Natürlich könnte man nun meinen, dass auch über 40 Prozent nicht-deutsch-sprechender Kinder, wie es beispielsweise in der VS Bertha von Suttner oder der VS Gabelsberger der Fall ist, viel ist – insbesondere wenn man weiß, dass es auch Grazer Volksschulen gibt, an denen der Anteil von a.o.-Schülerinnen und -Schüler gegen Null geht (VS St. Veit; VS Mariatrost; VS St. Peter). Die Aufteilung der Kinder ist politisch allerdings nicht ganz einfach – die Zuteilung sei aus logistischen Gründen stark von örtlichen Gegebenheiten abhängig: "Wir können Kinder nicht quer durch die Stadt in die Schule fahren lassen", bekräftigt man im Büro des Bildungsstadtrates.

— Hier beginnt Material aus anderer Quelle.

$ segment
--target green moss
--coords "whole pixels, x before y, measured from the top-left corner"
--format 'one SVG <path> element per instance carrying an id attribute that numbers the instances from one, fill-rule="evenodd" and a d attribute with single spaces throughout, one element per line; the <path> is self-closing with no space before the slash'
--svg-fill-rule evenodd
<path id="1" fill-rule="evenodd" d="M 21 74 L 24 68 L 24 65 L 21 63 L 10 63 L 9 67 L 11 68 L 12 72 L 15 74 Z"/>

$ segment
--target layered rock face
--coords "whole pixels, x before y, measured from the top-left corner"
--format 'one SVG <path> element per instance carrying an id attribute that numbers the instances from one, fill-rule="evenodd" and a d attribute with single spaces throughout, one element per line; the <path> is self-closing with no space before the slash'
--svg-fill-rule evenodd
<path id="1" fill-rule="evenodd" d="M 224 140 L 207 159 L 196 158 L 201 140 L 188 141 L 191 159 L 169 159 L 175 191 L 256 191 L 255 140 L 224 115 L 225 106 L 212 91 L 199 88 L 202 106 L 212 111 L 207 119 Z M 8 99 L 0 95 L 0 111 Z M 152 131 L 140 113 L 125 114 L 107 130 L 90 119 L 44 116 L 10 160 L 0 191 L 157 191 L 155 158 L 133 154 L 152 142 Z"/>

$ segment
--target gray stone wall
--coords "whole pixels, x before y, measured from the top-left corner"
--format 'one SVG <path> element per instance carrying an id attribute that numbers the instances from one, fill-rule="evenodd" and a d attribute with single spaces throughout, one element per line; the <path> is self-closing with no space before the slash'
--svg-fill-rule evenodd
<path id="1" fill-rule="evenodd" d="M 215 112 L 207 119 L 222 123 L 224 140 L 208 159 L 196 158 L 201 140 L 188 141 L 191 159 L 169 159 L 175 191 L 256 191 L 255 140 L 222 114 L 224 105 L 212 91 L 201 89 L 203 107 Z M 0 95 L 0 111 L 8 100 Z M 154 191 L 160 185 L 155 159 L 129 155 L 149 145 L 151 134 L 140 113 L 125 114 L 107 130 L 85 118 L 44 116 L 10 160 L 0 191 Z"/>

Die Eltern könnten jedenfalls bei der Anmeldung drei der 38 Grazer Volksschulen aussuchen, von denen nur eine Wohnort-nahe und die anderen beiden frei wählbar sind. Rund 91 Prozent würden hier die erste Wahl bekommen. "Die Verteilung funktioniert über die Eltern – wir können nicht für die Kinder entscheiden, damit tun wir ihnen nichts Gutes." Will man eine gleichmäßigere Verteilung der Kinder mit Migrationshintergrund, so müsste also erst beim Wohnort angesetzt worden. Aus dem Büro des Bildungsstadtrates meint man diesbezüglich, es müsse grundsätzlich großräumiger gedacht werden – nicht innerhalb der Stadt solle verteilt werden, sondern über das ganze Land, um den Druck von den Ballungsräumen zu nehmen.

Schulen heißen willkommen

Konträr zur stets aufrechten "rechtes Murufer, linkes Murufer"-Diskussion befindet sich die Volksschule mit dem höchsten Anteil an "a.o."-Schülerinnen und -Schülern übrigens mitten im bürgerlichen St. Leonhard: Beinahe die Hälfte der Kinder an der VS St. Leonhard links der Mur spricht kein oder nur kaum Deutsch, denn die 2019 neu eröffnete Volksschule diente im Sinne einer "Willkommensschule" im Frühjahr diesen Jahres als Erstanlaufstelle für ukrainische Kinder und Jugendliche.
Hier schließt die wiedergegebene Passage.